Measurement of redox potential as a new analytical winegrowing tool

Excell laboratory has initiated the development of an analytical method based on electrochemistry to evaluate the ability of wines to undergo or resist to oxidative phenomena. Electrochemistry is a powerful tool to probe reactions involving electron transfers and offers possibility of real-time measurements. In that context, the laboratory has implemented electrochemical analysis to assess oxidation state of different wine matrices but also in order to evaluate oxidative or reduced character of leaf and soil. Initially, our laboratory focused on dosage of compounds involved in responses of plant stresses and we were also interested in microbiological activity of soils. These analyses were compared with the measurement of redox potential (Eh) and pH which are two fundamental variables involved in the modulation of plant metabolism. Indeed, the variation of redox states of the plant reflects its biological activity but also its capacity to absorb nutriments. The Eh-pH conditions mainly determine metabolic processes involved in soil and leaf and our goal is to determine if this combined analytical approach will be sufficiently precise to detect biological evolutions (plant health, parasitic attack…).
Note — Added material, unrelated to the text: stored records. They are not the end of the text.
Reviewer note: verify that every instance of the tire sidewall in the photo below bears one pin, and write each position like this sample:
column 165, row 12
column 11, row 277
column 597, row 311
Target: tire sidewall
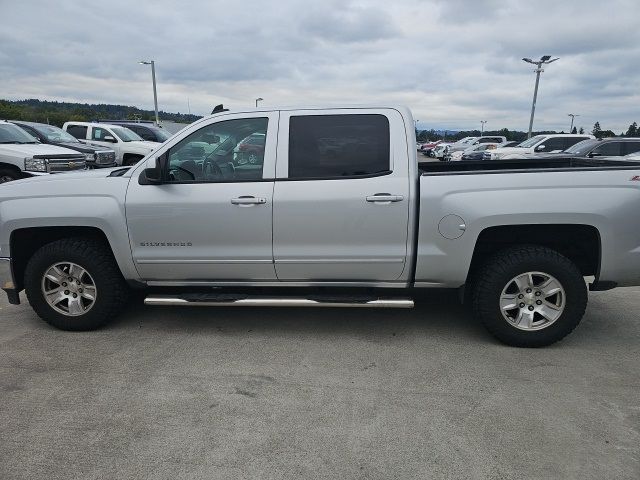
column 575, row 290
column 36, row 268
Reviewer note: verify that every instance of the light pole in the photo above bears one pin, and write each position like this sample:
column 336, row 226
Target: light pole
column 546, row 59
column 573, row 116
column 155, row 93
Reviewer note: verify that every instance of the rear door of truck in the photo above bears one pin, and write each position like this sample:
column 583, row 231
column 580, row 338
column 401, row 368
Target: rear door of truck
column 341, row 196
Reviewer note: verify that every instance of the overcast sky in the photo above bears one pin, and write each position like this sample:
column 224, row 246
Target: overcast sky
column 453, row 63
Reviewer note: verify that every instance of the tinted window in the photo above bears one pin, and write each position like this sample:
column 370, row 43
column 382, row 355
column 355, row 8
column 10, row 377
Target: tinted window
column 78, row 131
column 630, row 147
column 333, row 146
column 608, row 149
column 554, row 143
column 219, row 153
column 570, row 141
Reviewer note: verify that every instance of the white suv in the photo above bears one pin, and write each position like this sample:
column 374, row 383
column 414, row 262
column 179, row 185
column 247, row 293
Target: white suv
column 128, row 145
column 538, row 144
column 22, row 155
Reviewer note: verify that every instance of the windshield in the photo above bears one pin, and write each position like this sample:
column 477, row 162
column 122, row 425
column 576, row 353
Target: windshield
column 162, row 134
column 125, row 134
column 55, row 134
column 10, row 133
column 531, row 142
column 581, row 147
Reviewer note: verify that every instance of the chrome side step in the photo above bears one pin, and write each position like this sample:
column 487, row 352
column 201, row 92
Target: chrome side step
column 246, row 301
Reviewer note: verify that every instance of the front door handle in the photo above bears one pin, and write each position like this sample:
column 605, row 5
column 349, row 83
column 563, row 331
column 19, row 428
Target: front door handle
column 248, row 200
column 384, row 198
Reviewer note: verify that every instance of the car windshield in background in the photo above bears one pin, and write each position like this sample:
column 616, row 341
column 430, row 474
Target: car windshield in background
column 580, row 147
column 162, row 135
column 10, row 133
column 531, row 142
column 55, row 134
column 126, row 135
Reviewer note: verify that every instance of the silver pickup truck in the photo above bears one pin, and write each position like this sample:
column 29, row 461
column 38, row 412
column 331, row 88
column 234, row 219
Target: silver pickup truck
column 322, row 207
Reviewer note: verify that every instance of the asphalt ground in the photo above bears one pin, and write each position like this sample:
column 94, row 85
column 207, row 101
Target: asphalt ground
column 170, row 393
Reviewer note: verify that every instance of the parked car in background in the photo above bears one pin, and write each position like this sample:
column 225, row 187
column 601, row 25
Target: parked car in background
column 145, row 129
column 128, row 145
column 540, row 143
column 22, row 155
column 606, row 147
column 250, row 149
column 473, row 153
column 96, row 157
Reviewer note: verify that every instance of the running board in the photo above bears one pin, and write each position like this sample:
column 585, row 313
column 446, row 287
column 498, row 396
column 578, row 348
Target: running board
column 207, row 300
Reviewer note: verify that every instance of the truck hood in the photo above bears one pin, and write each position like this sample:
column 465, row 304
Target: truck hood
column 30, row 149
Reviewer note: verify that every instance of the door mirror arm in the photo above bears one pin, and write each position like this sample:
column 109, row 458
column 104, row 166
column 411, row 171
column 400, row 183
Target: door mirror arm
column 157, row 174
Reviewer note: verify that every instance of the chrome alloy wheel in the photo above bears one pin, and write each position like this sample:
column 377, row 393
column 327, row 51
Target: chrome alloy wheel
column 69, row 289
column 532, row 301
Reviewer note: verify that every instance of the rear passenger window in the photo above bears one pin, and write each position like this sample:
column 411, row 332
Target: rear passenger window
column 608, row 149
column 77, row 131
column 338, row 146
column 631, row 147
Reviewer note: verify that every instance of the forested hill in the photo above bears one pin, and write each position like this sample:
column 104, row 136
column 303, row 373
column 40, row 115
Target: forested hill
column 56, row 113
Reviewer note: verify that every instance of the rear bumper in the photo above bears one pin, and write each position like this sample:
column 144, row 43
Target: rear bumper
column 6, row 281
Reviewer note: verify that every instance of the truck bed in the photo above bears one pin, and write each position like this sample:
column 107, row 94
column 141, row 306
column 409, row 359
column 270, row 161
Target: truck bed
column 515, row 165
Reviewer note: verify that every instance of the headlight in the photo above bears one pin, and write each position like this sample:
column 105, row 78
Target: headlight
column 35, row 164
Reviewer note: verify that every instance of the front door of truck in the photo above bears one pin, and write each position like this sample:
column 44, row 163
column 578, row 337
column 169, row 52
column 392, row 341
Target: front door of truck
column 212, row 218
column 341, row 198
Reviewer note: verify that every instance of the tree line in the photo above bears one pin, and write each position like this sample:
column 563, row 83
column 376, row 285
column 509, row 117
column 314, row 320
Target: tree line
column 519, row 136
column 56, row 113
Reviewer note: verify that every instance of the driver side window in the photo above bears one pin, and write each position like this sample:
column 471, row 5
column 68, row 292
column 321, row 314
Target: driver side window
column 227, row 151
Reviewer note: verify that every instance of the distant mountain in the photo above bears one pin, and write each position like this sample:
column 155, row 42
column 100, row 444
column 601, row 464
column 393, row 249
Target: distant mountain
column 56, row 113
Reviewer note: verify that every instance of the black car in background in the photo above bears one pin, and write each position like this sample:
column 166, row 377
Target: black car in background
column 147, row 130
column 592, row 148
column 96, row 157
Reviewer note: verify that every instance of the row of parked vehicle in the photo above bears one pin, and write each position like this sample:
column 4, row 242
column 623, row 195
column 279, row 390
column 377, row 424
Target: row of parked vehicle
column 31, row 149
column 539, row 146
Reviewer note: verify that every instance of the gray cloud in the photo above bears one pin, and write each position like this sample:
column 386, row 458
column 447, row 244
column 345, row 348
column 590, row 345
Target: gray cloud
column 453, row 62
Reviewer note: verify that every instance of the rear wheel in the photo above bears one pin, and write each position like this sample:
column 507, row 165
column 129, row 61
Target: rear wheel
column 529, row 296
column 75, row 284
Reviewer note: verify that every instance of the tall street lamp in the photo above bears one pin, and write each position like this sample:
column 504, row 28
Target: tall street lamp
column 155, row 93
column 546, row 59
column 573, row 116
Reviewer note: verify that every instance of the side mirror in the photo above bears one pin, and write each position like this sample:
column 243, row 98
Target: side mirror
column 157, row 174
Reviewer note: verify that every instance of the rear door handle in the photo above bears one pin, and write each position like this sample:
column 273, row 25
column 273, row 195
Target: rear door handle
column 248, row 200
column 384, row 198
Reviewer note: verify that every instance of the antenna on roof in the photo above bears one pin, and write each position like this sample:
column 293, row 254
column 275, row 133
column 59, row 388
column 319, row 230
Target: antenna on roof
column 218, row 109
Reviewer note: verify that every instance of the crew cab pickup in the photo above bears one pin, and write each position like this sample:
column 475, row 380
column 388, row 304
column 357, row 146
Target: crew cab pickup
column 357, row 225
column 130, row 148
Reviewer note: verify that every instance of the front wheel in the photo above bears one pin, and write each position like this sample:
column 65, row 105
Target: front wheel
column 75, row 284
column 529, row 296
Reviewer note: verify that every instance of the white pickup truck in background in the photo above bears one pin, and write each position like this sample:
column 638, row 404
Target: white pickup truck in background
column 22, row 155
column 130, row 148
column 332, row 211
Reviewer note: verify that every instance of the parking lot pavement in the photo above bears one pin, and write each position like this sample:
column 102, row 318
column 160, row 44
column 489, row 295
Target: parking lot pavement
column 168, row 393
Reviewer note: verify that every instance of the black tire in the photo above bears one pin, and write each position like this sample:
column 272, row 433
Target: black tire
column 9, row 174
column 495, row 275
column 96, row 258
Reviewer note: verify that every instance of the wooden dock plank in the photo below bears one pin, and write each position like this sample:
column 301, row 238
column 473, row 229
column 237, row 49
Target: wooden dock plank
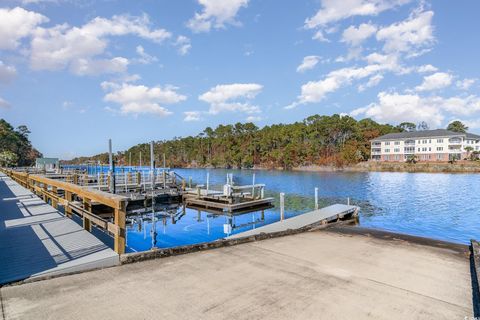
column 37, row 240
column 300, row 221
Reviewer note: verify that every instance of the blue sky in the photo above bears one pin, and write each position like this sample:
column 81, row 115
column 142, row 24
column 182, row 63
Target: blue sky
column 79, row 72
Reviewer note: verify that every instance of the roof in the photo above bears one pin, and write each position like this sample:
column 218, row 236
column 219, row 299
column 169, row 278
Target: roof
column 425, row 134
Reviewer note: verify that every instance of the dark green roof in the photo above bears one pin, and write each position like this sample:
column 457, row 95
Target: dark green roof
column 426, row 134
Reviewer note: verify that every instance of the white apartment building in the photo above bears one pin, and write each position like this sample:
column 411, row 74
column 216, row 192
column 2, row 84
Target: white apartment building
column 428, row 145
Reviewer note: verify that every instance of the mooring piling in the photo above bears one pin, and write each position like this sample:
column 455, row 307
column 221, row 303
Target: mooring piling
column 282, row 206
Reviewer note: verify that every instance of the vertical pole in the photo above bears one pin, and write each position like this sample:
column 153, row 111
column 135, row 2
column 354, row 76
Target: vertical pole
column 54, row 200
column 69, row 198
column 152, row 165
column 112, row 167
column 119, row 241
column 253, row 186
column 87, row 205
column 208, row 182
column 282, row 206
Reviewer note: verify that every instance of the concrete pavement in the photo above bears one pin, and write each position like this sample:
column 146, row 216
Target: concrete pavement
column 314, row 275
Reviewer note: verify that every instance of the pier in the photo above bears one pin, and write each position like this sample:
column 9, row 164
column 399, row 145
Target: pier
column 37, row 241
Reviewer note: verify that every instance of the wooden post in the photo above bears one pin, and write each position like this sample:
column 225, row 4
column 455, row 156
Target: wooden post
column 54, row 200
column 282, row 206
column 69, row 198
column 87, row 205
column 119, row 241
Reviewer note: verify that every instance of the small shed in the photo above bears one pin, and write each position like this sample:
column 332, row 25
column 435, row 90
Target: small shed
column 47, row 163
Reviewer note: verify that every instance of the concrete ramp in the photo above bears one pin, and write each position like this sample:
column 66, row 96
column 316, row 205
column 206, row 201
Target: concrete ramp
column 327, row 214
column 36, row 240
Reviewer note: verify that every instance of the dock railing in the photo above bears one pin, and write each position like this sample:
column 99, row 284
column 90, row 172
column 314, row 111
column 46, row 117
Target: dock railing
column 67, row 194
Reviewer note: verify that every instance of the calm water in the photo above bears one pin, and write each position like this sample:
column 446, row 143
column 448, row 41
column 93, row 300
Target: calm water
column 440, row 206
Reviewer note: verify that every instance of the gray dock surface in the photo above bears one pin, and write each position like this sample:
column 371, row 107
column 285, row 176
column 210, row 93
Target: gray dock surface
column 300, row 221
column 313, row 275
column 36, row 240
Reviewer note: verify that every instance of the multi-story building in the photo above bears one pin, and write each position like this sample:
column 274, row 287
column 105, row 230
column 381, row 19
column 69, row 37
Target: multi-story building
column 427, row 145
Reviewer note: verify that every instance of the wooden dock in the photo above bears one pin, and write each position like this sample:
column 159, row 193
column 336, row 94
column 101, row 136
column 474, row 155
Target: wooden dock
column 36, row 240
column 320, row 216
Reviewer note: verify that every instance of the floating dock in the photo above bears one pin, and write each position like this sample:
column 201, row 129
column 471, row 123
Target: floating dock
column 36, row 240
column 316, row 217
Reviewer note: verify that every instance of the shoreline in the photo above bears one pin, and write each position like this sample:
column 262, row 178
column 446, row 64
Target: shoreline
column 431, row 167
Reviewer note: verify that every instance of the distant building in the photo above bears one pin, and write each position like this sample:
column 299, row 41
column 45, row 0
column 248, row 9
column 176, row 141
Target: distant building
column 47, row 163
column 428, row 145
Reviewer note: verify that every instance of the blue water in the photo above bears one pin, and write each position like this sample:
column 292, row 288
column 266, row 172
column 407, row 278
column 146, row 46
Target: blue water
column 434, row 205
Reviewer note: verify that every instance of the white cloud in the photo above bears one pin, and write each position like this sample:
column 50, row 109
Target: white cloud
column 315, row 91
column 427, row 68
column 396, row 108
column 79, row 48
column 15, row 24
column 7, row 73
column 4, row 104
column 192, row 116
column 309, row 62
column 435, row 81
column 355, row 36
column 465, row 84
column 372, row 82
column 409, row 35
column 183, row 45
column 140, row 99
column 334, row 10
column 144, row 58
column 216, row 14
column 232, row 97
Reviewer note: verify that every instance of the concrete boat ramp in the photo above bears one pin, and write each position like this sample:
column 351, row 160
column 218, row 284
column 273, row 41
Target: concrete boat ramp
column 316, row 217
column 38, row 241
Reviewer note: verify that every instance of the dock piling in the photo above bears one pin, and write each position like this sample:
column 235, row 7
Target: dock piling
column 282, row 206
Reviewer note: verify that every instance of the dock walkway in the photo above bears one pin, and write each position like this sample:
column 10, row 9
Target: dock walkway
column 304, row 220
column 36, row 240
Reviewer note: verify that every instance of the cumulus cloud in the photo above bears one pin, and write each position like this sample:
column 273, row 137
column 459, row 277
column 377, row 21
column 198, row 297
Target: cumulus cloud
column 426, row 68
column 465, row 84
column 216, row 14
column 79, row 48
column 354, row 36
column 315, row 91
column 7, row 73
column 435, row 81
column 232, row 97
column 183, row 45
column 15, row 24
column 410, row 35
column 309, row 62
column 396, row 108
column 140, row 99
column 333, row 10
column 192, row 116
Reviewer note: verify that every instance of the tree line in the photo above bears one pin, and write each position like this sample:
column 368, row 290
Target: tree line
column 317, row 140
column 15, row 147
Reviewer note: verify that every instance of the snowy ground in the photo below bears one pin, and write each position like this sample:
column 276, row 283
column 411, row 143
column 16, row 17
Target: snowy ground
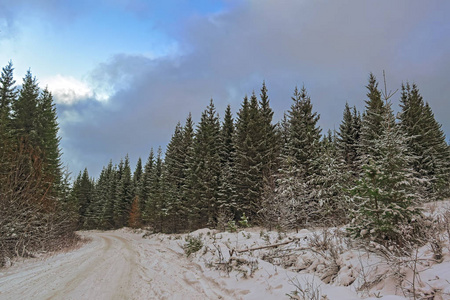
column 322, row 264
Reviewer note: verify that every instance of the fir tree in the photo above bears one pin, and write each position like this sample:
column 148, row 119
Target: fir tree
column 146, row 183
column 269, row 144
column 348, row 137
column 206, row 166
column 175, row 177
column 228, row 152
column 385, row 194
column 25, row 116
column 125, row 194
column 248, row 164
column 303, row 142
column 137, row 177
column 8, row 95
column 371, row 126
column 47, row 129
column 426, row 141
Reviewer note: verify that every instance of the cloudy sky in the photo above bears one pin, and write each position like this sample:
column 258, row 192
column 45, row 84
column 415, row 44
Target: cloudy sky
column 124, row 72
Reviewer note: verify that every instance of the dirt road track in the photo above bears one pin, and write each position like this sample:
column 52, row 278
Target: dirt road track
column 115, row 265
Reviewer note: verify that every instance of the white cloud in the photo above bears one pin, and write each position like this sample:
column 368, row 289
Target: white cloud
column 67, row 89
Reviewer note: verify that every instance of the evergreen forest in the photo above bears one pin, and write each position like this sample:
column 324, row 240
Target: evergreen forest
column 371, row 173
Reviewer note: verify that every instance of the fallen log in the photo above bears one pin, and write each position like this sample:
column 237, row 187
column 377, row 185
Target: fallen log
column 268, row 246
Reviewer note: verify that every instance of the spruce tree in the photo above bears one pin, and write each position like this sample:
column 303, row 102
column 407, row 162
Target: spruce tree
column 372, row 119
column 228, row 152
column 248, row 164
column 426, row 141
column 146, row 182
column 303, row 143
column 125, row 195
column 269, row 144
column 25, row 111
column 348, row 137
column 8, row 95
column 174, row 178
column 137, row 177
column 47, row 129
column 385, row 195
column 206, row 166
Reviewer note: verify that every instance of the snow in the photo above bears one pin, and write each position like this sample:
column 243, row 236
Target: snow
column 318, row 264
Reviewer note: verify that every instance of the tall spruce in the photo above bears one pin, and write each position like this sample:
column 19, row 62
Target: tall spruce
column 228, row 152
column 174, row 178
column 146, row 184
column 372, row 119
column 207, row 166
column 303, row 142
column 47, row 130
column 25, row 111
column 269, row 144
column 8, row 95
column 385, row 195
column 248, row 164
column 348, row 137
column 426, row 141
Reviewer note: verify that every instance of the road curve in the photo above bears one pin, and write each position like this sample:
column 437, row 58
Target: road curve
column 115, row 265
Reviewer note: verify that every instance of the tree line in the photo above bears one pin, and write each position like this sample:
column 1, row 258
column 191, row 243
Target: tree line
column 33, row 188
column 370, row 172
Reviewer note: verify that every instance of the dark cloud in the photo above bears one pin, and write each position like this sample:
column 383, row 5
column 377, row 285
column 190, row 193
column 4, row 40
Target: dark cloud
column 330, row 47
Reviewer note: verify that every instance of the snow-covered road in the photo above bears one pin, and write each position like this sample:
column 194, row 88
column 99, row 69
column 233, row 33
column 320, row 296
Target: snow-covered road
column 115, row 265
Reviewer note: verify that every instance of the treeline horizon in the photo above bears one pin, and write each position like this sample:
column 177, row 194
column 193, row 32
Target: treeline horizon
column 285, row 174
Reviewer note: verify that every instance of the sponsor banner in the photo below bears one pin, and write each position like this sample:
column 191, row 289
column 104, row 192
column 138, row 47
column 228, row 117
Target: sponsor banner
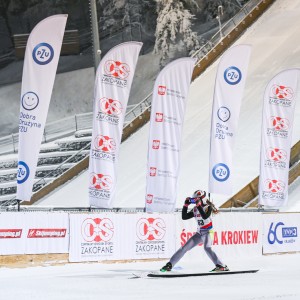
column 94, row 237
column 281, row 233
column 167, row 115
column 112, row 87
column 280, row 97
column 98, row 237
column 233, row 235
column 34, row 233
column 229, row 88
column 40, row 64
column 153, row 236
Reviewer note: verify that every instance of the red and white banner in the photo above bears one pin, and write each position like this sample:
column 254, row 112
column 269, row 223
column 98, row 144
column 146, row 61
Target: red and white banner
column 112, row 86
column 281, row 95
column 40, row 64
column 233, row 235
column 229, row 88
column 281, row 233
column 34, row 233
column 167, row 115
column 97, row 237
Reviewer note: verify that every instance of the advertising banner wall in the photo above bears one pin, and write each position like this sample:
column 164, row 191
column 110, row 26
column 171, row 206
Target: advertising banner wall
column 112, row 86
column 229, row 88
column 97, row 237
column 34, row 233
column 281, row 233
column 40, row 64
column 166, row 121
column 280, row 97
column 233, row 235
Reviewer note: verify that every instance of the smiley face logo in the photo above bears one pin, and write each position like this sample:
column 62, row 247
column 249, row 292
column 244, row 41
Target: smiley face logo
column 224, row 113
column 30, row 101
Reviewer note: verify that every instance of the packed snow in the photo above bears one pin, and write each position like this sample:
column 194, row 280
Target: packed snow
column 277, row 278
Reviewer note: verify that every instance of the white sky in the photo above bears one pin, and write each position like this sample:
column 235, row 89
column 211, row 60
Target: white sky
column 275, row 40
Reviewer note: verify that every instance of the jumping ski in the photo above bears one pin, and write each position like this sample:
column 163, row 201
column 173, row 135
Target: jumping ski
column 178, row 274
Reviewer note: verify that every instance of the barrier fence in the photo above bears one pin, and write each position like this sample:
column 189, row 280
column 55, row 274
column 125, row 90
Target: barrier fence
column 145, row 236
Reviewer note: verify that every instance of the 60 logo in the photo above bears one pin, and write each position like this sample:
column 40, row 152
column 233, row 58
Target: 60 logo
column 43, row 53
column 150, row 229
column 286, row 232
column 116, row 69
column 97, row 230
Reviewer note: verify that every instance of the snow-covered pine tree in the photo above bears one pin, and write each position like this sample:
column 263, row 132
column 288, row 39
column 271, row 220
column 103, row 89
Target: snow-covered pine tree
column 174, row 36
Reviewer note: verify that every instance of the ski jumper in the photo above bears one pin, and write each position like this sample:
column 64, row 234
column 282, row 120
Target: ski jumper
column 203, row 218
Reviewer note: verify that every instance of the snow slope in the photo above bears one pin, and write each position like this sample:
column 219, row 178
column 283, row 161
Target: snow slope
column 278, row 278
column 275, row 40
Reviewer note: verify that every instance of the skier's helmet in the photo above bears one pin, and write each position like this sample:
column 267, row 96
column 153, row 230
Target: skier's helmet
column 199, row 194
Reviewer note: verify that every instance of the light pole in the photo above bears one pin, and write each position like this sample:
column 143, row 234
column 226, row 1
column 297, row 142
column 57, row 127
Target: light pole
column 95, row 33
column 218, row 17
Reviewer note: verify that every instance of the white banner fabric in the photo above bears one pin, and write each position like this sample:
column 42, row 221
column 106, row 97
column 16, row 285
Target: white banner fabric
column 233, row 235
column 281, row 233
column 280, row 97
column 40, row 65
column 112, row 87
column 229, row 88
column 166, row 121
column 97, row 237
column 34, row 233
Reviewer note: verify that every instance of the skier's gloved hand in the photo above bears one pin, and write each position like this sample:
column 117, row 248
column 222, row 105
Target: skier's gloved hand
column 187, row 201
column 215, row 210
column 199, row 201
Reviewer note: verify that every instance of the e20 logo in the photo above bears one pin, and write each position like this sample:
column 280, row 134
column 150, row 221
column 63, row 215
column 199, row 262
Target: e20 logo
column 22, row 172
column 43, row 53
column 232, row 75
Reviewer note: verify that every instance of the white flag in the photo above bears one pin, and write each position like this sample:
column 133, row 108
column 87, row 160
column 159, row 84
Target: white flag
column 112, row 86
column 229, row 88
column 40, row 65
column 280, row 97
column 167, row 115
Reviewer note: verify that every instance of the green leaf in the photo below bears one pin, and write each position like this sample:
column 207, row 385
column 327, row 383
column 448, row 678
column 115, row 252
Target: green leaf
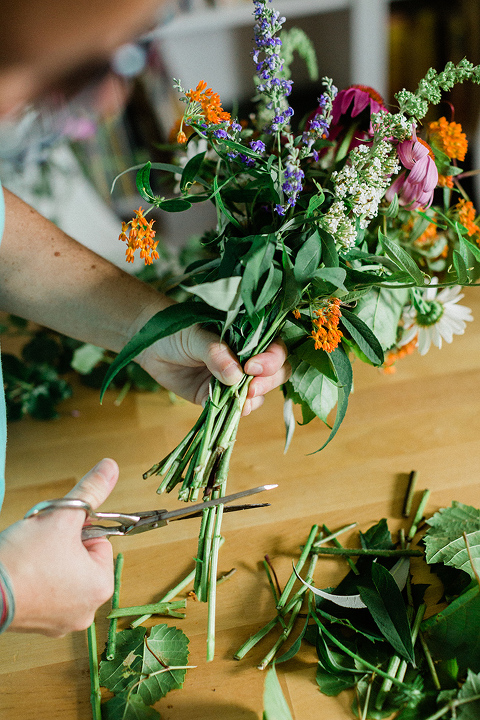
column 307, row 260
column 174, row 205
column 190, row 171
column 171, row 645
column 469, row 693
column 363, row 336
column 384, row 601
column 274, row 704
column 329, row 251
column 314, row 389
column 332, row 684
column 134, row 661
column 316, row 358
column 122, row 672
column 381, row 310
column 164, row 323
column 222, row 294
column 455, row 631
column 402, row 259
column 86, row 357
column 128, row 706
column 143, row 183
column 444, row 541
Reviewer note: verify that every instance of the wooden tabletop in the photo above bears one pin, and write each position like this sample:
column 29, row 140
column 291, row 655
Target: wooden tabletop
column 425, row 417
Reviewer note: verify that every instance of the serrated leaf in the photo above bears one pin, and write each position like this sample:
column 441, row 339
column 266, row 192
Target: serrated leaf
column 444, row 541
column 385, row 603
column 164, row 323
column 274, row 704
column 128, row 706
column 171, row 645
column 135, row 661
column 124, row 670
column 455, row 631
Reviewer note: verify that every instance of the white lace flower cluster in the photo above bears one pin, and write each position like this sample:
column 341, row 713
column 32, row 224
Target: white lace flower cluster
column 340, row 226
column 359, row 188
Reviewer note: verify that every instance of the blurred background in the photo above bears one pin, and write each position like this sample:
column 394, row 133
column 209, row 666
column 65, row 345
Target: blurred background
column 64, row 162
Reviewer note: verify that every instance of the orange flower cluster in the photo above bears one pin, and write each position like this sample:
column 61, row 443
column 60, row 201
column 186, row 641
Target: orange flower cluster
column 211, row 107
column 466, row 216
column 326, row 333
column 140, row 237
column 449, row 138
column 394, row 355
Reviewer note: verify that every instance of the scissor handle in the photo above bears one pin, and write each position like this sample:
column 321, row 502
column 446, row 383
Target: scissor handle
column 49, row 505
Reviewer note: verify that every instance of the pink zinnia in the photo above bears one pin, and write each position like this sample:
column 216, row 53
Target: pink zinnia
column 415, row 188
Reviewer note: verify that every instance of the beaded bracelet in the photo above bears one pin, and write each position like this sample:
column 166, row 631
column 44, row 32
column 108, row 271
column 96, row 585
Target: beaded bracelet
column 7, row 599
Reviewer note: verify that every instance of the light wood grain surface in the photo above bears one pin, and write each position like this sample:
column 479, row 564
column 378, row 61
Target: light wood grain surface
column 425, row 417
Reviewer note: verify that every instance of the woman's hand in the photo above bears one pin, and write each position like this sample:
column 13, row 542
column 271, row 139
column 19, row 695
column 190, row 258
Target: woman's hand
column 185, row 362
column 59, row 581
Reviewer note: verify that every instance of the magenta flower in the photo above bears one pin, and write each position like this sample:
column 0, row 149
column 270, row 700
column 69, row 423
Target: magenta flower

VINIoT: Precision viticulture service for SMEs based on IoT sensors network

The main innovation in the VINIoT service is the joint use of two technologies that are currently used separately: vineyard monitoring using multispectral imaging and deployed terrain sensors. One part of the system is based on the development of artificial intelligence algorithms that are feed on the images of the multispectral camera and IoT sensors, high-level information on water stress, grape ripening status and the presence of diseases. In order to obtain algorithms to determine the state of ripening of the grapes and avoid losing information due to the diversity of the grape berries, it was decided to work along the first year 2020 at berry scale in the laboratory, during the second year at the cluster scale and on the last year at plot scale. Different varieties of white and red grapes were used; in the case of Galicia we worked with the white grape variety Treixadura and the red variety Mencía. During the 2020 and 2021 campaigns, multispectral images were taken in the visible and infrared range of: 1) sets of 100 grapes classifying them by means of densimetric baths, 2) individual bunches. The images taken with the laboratory analysis of the ripening stage were correlated. Technological maturity, pH, probable degree, malic acid content, tartaric acid content and parameters for assessing phenolic maturity, IPT, anthocyanin content were determined. It has been calculated for each single image the mean value of each spectral band (only taking into account the pixels of interest) and a correlation study of these values with laboratory data has been carried out. These studies are still provisional and it will be necessary to continue with them, jointly with the training of the machine learning algorithms. Processed data will allow to determine the sensitivity of the multispectral images and select bands of interest in maturation.